Que no te vendan Wagyu por kobe: así se diferencian las dos mejores carnes del mundo
Hay pocas palabras en una carta que suenen tan lujosas como wagyu o kobe. Las ves y automáticamente imaginas marmoleo perfecto, grasa que se funde como mantequilla y una cuenta que duele más que el filete. Pero aquí va la verdad incómoda: no todo lo que pone “kobe” es kobe. Y no todo wagyu es igual.
Si alguna vez te has preguntado cuál es la diferencia real entre ambas y por qué pueden llegar a costar cifras que rondan los 600 euros el kilo, vamos a poner orden.
Wagyu: la raza que cambió la forma de entender la carne
La palabra wagyu significa literalmente “vaca japonesa”. Wa (japonés) y gyu (res). No es una marca ni una denominación geográfica: es una raza bovina originaria de Japón.

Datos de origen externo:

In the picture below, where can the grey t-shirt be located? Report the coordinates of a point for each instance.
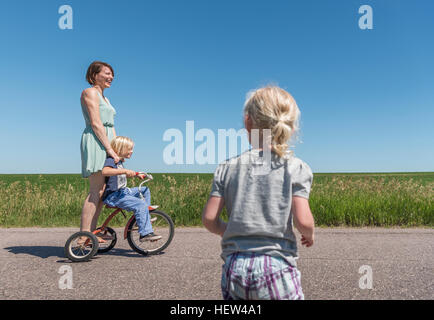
(259, 202)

Estas reses, normalmente de pelaje negro y tamaño medio, son famosas por su altísimo nivel de infiltración de grasa intramuscular, lo que conocemos como marmoleo. Esa grasa no está alrededor del músculo, sino dentro. Y ahí está el secreto: cuando se cocina, se funde y convierte la carne en algo extraordinariamente jugoso y suave.
Durante siglos, la cría de wagyu estuvo bastante aislada en Japón, en parte por razones culturales y religiosas que limitaron el consumo de carne. Eso hizo que la raza apenas se cruzara con otras, manteniendo unas características genéticas muy particulares.
Hoy, sin embargo, hay wagyu en Estados Unidos, Australia, Argentina, Canadá, España… La raza se ha exportado y criado fuera de Japón. Eso significa que puedes comer wagyu producido en muchos países.
Pero aquí viene la clave: no todo wagyu es kobe.
Kobe: no es una raza, es un origen
Kobe no es una vaca distinta. Es wagyu, pero con apellido. Y con pasaporte.
Para que una carne pueda llamarse oficialmente carne de Kobe, debe cumplir requisitos muy estrictos. El animal tiene que ser de la raza Tajima (una línea específica de wagyu), haber nacido, sido criado y sacrificado en la prefectura de HyÅgo, en Japón. Además, debe pasar controles de calidad muy exigentes relacionados con el marmoleo, el peso y la textura.
Es decir, Kobe es una denominación de origen ultraexclusiva dentro del universo wagyu. Como si habláramos de un gran vino con denominación concreta frente a un vino de la misma uva producido en otra región.
Por eso es tan difícil encontrar auténtica carne de Kobe fuera de Japón. La producción anual es limitada y está estrictamente regulada. Si en un restaurante europeo ves “kobe” a precio sospechosamente razonable, lo más probable es que estés ante wagyu, no Kobe certificado.
Y no, que le pongan música clásica a la vaca no convierte la carne en Kobe. Lo que realmente importa es el linaje y el origen.
¿Y dónde entra el Angus en todo esto?
Para completar el trío de carnes selectas, hay que hablar del Angus. En este caso, estamos ante una raza originaria de Escocia, concretamente de la región que le da nombre. Hoy es habitual encontrarla en Estados Unidos, Argentina, Uruguay, Nueva Zelanda o España (donde suele denominarse Aberdeen Angus).
El Angus también destaca por su buen marmoleo y por un sabor intenso y profundo. Pero su perfil es diferente. Mientras el wagyu —y especialmente el Kobe— se caracteriza por una textura extremadamente untuosa y una grasa casi dulce que se funde a temperaturas bajas, el Angus suele ofrecer una experiencia más “carnívora”, más potente en sabor y menos delicada en textura.
No es una cuestión de mejor o peor, sino de estilo. El wagyu es suntuoso y sedoso. El Angus es rotundo y sabroso.
Entonces, ¿cómo no dejarte engañar?
Primero, pregunta por la certificación. La auténtica carne de Kobe tiene documentación oficial. Segundo, fíjate en el precio: si es demasiado accesible para lo que promete, probablemente no sea lo que crees. Y tercero, entiende la diferencia conceptual: wagyu es la raza; Kobe es una denominación concreta dentro de esa raza.
La carne de Kobe puede alcanzar precios altísimos porque su producción es limitada y extremadamente controlada. El wagyu, en cambio, puede encontrarse en diferentes países y rangos de calidad.
Así que la próxima vez que alguien te diga que estás comiendo “kobe” fuera de Japón, desconfía un poco. Puede que estés ante un excelente wagyu. Y eso ya es mucho. Pero no es lo mismo.
En el mundo de las carnes premium, el matiz lo es todo. Y aquí, el matiz cuesta cientos de euros por kilo.